Development and external validation of a lung cancer risk estimation tool using gradient-boosting

Lung cancer is a significant cause of mortality worldwide, emphasizing the importance of early detection for improved survival rates. In this study, we propose a machine learning (ML) tool trained on data from the PLCO Cancer Screening Trial and validated on the NLST to estimate the likelihood of lung cancer occurrence within five years. The study utilized two datasets, the PLCO (n=55,161) and NLST (n=48,595), consisting of comprehensive information on risk factors, clinical measurements, and outcomes related to lung cancer. Data preprocessing involved removing patients who were not current or former smokers and those who had died of causes unrelated to lung cancer. Additionally, a focus was placed on mitigating bias caused by censored data. Feature selection, hyper-parameter optimization, and model calibration were performed using XGBoost, an ensemble learning algorithm that combines gradient boosting and decision trees. The ML model was trained on the pre-processed PLCO dataset and tested on the NLST dataset. The model incorporated features such as age, gender, smoking history, medical diagnoses, and family history of lung cancer. The model was well-calibrated (Brier score=0.044). ROC-AUC was 82% on the PLCO dataset and 70% on the NLST dataset. PR-AUC was 29% and 11% respectively. When compared to the USPSTF guidelines for lung cancer screening, our model provided the same recall with a precision of 13.1% vs. 9.3% on the PLCO dataset and 3.2% vs. 3.1% on the NLST dataset. The developed ML tool provides a freely available web application for estimating the likelihood of developing lung cancer within five years. By utilizing risk factors and clinical data, individuals can assess their risk and make informed decisions regarding lung cancer screening. This research contributes to the efforts in early detection and prevention strategies, aiming to reduce lung cancer-related mortality rates.
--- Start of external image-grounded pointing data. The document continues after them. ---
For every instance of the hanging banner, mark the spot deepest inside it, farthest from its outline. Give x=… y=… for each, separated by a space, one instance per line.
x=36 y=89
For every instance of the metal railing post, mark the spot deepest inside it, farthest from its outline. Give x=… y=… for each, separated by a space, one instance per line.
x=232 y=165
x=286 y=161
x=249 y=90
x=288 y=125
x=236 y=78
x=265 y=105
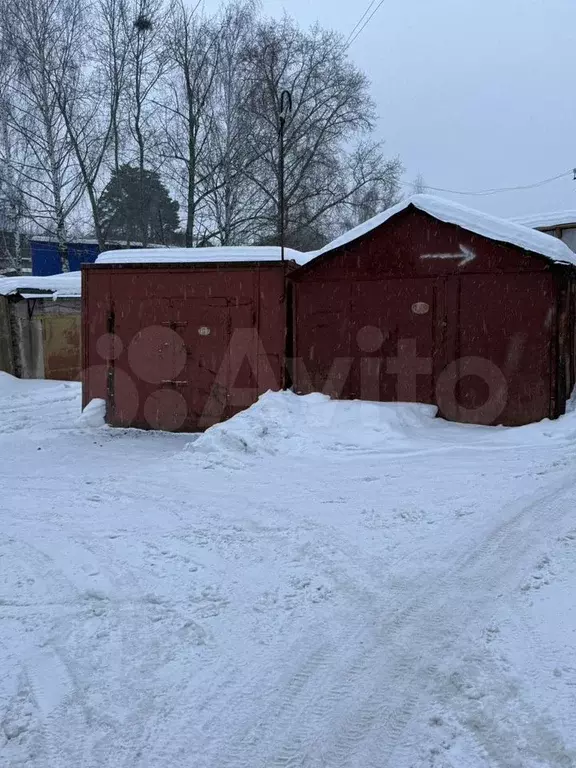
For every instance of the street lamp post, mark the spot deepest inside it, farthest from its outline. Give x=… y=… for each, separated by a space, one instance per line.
x=285 y=109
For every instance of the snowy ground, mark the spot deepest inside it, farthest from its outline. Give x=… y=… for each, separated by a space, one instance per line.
x=311 y=584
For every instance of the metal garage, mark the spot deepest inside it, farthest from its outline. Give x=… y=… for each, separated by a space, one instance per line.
x=433 y=302
x=180 y=339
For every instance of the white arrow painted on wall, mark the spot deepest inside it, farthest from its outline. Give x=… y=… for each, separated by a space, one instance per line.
x=466 y=256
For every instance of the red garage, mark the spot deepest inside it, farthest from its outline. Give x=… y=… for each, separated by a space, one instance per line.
x=432 y=302
x=181 y=339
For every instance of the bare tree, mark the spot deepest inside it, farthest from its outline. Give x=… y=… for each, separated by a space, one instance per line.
x=112 y=46
x=143 y=22
x=235 y=201
x=418 y=185
x=331 y=108
x=192 y=49
x=34 y=30
x=88 y=98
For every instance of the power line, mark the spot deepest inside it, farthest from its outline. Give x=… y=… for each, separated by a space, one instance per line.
x=363 y=27
x=494 y=191
x=360 y=20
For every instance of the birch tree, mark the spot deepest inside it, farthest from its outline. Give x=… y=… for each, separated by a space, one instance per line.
x=331 y=109
x=192 y=47
x=45 y=160
x=143 y=22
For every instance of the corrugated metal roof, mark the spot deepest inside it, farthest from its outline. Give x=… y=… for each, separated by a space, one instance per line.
x=201 y=255
x=493 y=228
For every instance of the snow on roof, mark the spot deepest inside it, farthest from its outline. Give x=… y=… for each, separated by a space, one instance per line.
x=551 y=219
x=64 y=286
x=201 y=255
x=480 y=223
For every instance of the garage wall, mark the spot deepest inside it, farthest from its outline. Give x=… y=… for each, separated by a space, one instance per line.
x=6 y=356
x=46 y=338
x=423 y=311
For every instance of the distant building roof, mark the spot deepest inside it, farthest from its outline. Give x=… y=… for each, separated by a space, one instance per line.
x=548 y=220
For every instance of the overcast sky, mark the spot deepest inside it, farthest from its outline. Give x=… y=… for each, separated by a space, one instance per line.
x=473 y=94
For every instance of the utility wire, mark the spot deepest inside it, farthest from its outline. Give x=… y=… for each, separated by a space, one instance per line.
x=363 y=27
x=360 y=20
x=484 y=192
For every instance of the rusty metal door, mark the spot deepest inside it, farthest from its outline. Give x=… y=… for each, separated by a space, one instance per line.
x=502 y=329
x=394 y=330
x=177 y=372
x=61 y=342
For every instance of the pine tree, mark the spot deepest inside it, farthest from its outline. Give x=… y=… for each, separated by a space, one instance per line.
x=138 y=208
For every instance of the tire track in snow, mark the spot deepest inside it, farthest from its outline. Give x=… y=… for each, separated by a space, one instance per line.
x=402 y=660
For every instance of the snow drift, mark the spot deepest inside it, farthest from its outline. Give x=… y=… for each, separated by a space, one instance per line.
x=282 y=422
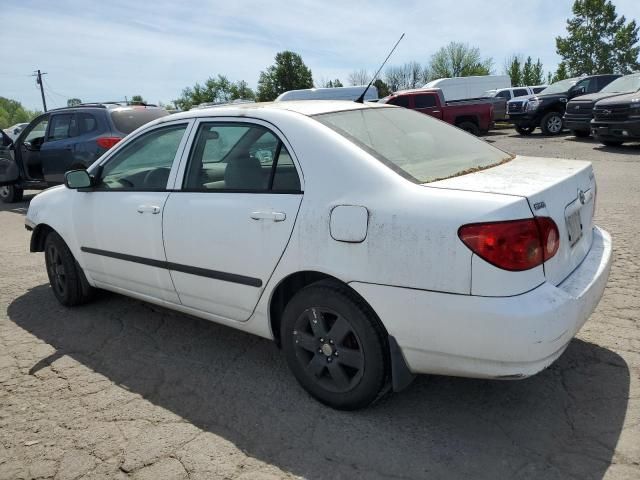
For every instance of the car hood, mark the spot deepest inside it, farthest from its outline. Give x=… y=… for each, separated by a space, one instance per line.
x=625 y=99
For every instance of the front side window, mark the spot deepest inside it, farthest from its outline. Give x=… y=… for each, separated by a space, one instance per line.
x=416 y=146
x=144 y=163
x=239 y=157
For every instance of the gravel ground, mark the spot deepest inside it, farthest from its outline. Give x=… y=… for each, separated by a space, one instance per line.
x=123 y=389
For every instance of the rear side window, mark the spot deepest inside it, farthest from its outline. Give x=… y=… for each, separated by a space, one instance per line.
x=400 y=101
x=86 y=123
x=127 y=119
x=59 y=129
x=424 y=101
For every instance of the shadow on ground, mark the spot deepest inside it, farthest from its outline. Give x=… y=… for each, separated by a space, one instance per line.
x=564 y=422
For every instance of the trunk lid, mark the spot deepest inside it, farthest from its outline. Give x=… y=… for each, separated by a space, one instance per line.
x=561 y=189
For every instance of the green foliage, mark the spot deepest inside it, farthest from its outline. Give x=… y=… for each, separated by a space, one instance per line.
x=561 y=73
x=513 y=68
x=218 y=89
x=598 y=41
x=287 y=73
x=12 y=112
x=383 y=88
x=458 y=60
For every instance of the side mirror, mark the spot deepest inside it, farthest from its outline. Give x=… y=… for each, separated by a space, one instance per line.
x=75 y=179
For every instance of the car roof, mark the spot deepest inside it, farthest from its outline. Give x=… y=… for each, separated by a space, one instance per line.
x=303 y=107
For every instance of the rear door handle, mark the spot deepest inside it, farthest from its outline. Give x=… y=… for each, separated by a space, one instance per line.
x=148 y=209
x=275 y=216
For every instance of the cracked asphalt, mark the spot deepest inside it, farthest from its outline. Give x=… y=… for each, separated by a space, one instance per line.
x=122 y=389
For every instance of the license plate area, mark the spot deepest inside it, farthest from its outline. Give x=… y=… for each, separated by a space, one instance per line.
x=574 y=227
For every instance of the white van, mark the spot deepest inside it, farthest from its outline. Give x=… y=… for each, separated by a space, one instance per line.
x=459 y=88
x=337 y=93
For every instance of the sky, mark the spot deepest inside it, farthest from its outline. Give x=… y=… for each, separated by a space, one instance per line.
x=105 y=50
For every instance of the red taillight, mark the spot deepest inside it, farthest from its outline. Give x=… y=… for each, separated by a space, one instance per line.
x=107 y=142
x=513 y=245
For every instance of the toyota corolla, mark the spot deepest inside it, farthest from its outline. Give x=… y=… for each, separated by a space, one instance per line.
x=372 y=243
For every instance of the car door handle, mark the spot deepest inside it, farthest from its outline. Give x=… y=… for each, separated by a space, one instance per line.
x=148 y=209
x=275 y=216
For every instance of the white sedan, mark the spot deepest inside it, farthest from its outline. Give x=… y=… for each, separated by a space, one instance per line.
x=371 y=242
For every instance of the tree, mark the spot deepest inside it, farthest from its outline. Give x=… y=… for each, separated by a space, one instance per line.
x=512 y=67
x=561 y=73
x=458 y=60
x=383 y=88
x=287 y=73
x=598 y=41
x=359 y=77
x=12 y=112
x=215 y=89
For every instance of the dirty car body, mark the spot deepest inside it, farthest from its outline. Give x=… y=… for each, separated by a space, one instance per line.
x=372 y=242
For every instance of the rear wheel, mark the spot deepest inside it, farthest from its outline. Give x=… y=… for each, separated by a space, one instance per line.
x=65 y=275
x=551 y=123
x=580 y=133
x=335 y=346
x=611 y=143
x=525 y=130
x=11 y=194
x=470 y=127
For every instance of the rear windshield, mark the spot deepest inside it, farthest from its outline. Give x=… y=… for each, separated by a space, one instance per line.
x=127 y=119
x=416 y=146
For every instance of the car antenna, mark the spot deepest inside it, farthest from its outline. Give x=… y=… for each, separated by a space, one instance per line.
x=361 y=97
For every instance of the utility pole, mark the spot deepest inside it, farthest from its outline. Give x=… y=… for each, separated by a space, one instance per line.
x=38 y=76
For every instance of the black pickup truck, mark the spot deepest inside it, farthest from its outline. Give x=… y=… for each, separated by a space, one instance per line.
x=547 y=109
x=579 y=113
x=617 y=120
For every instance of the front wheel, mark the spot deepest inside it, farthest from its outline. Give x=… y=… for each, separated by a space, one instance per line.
x=335 y=346
x=11 y=194
x=551 y=123
x=65 y=275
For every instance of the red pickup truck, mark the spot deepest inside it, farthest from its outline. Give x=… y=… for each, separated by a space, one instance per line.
x=474 y=115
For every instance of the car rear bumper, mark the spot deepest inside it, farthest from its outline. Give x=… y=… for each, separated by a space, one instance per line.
x=492 y=337
x=622 y=130
x=573 y=122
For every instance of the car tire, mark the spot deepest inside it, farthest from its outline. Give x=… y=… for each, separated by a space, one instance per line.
x=470 y=127
x=66 y=278
x=525 y=130
x=11 y=194
x=335 y=346
x=551 y=123
x=581 y=133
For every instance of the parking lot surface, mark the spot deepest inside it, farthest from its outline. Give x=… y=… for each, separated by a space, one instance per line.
x=122 y=389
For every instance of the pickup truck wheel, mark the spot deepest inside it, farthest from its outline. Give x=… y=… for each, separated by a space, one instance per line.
x=469 y=127
x=580 y=133
x=11 y=194
x=551 y=123
x=335 y=346
x=65 y=275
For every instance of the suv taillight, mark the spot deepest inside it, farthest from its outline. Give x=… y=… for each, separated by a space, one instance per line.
x=107 y=142
x=513 y=245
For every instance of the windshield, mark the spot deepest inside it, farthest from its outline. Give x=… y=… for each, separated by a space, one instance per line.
x=626 y=84
x=414 y=145
x=562 y=86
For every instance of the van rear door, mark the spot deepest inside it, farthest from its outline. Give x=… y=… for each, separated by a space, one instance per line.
x=9 y=172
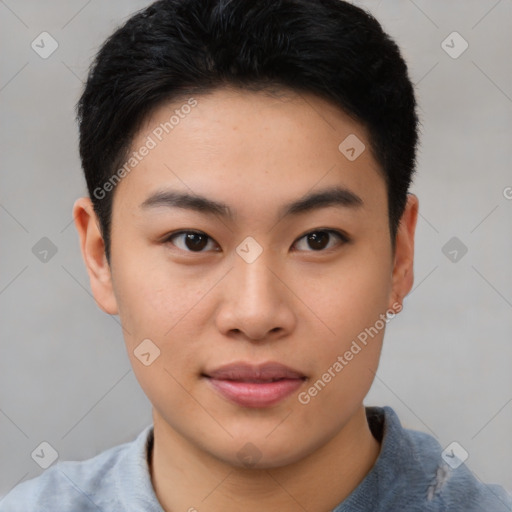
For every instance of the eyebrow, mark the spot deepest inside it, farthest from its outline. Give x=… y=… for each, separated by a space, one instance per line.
x=334 y=196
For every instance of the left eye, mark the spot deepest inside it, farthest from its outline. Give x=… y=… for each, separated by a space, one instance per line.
x=192 y=241
x=320 y=240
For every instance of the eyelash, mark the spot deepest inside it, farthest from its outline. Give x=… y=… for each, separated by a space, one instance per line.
x=342 y=238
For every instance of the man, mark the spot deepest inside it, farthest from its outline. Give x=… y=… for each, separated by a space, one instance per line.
x=248 y=165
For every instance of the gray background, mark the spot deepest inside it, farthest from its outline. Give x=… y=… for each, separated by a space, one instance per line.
x=446 y=364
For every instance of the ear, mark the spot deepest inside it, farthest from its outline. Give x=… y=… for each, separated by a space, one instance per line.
x=93 y=253
x=403 y=272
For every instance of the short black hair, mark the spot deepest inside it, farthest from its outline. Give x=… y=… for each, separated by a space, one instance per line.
x=177 y=48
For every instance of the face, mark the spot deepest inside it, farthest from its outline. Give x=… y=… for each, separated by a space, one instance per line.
x=252 y=255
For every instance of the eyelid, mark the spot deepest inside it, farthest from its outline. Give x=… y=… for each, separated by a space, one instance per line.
x=340 y=235
x=168 y=239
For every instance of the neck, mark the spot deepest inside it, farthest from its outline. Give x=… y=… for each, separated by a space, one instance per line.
x=185 y=478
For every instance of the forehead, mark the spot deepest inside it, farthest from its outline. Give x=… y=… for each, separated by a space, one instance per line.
x=246 y=146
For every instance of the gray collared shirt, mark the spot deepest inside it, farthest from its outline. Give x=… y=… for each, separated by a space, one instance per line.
x=409 y=475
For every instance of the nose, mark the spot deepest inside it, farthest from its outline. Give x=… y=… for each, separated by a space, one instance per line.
x=256 y=304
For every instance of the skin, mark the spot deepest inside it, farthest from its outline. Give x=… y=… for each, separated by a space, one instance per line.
x=294 y=305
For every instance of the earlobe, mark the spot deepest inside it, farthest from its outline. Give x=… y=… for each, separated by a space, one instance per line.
x=93 y=252
x=403 y=267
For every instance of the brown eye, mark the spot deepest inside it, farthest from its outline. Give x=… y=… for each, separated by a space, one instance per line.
x=320 y=240
x=191 y=241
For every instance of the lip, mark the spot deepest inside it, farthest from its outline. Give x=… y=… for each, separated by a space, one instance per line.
x=251 y=385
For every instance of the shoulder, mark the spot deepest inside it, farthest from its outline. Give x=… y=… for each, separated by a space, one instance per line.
x=88 y=485
x=442 y=479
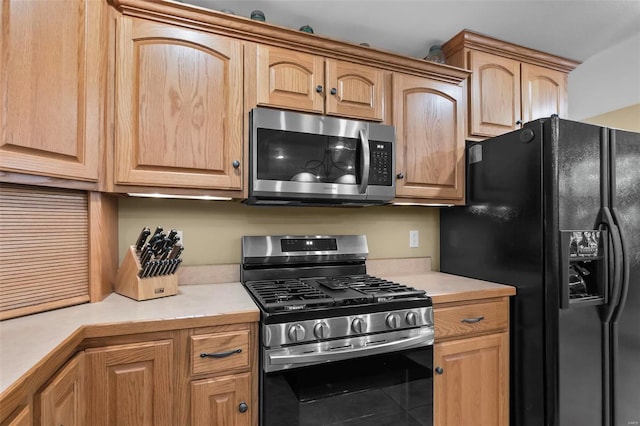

翻译：肺癌是全球范围内导致死亡的主要原因，凸显了早期检测对提高生存率的重要性。本研究提出一种机器学习（ML）工具，该工具基于PLCO癌症筛查试验数据进行训练，并在NLST数据集上验证，用于估算五年内肺癌发生概率。研究采用两个数据集：PLCO（n=55,161）和NLST（n=48,595），包含全面的风险因素、临床测量指标及肺癌相关结局信息。数据预处理阶段排除了非当前或既往吸烟者，以及因非肺癌原因死亡的患者，并重点减轻了删失数据带来的偏差。特征选择、超参数优化及模型校准均使用XGBoost（一种结合梯度提升与决策树的集成学习算法）。ML模型在预处理后的PLCO数据集上训练，并在NLST数据集上测试。模型纳入年龄、性别、吸烟史、医疗诊断及肺癌家族史等特征。模型校准效果良好（Brier评分=0.044）。PLCO数据集的ROC-AUC为82%，NLST数据集为70%；PR-AUC分别为29%和11%。与美国预防服务工作组（USPSTF）肺癌筛查指南相比，本模型在PLCO数据集上召回率相同时精确度为13.1% vs. 9.3%，在NLST数据集上为3.2% vs. 3.1%。所开发的ML工具提供免费网络应用程序，用于估算五年内患肺癌风险。通过利用风险因素与临床数据，个体可评估自身风险并做出知情筛查决策。本研究致力于推动早期检测与预防策略，旨在降低肺癌相关死亡率。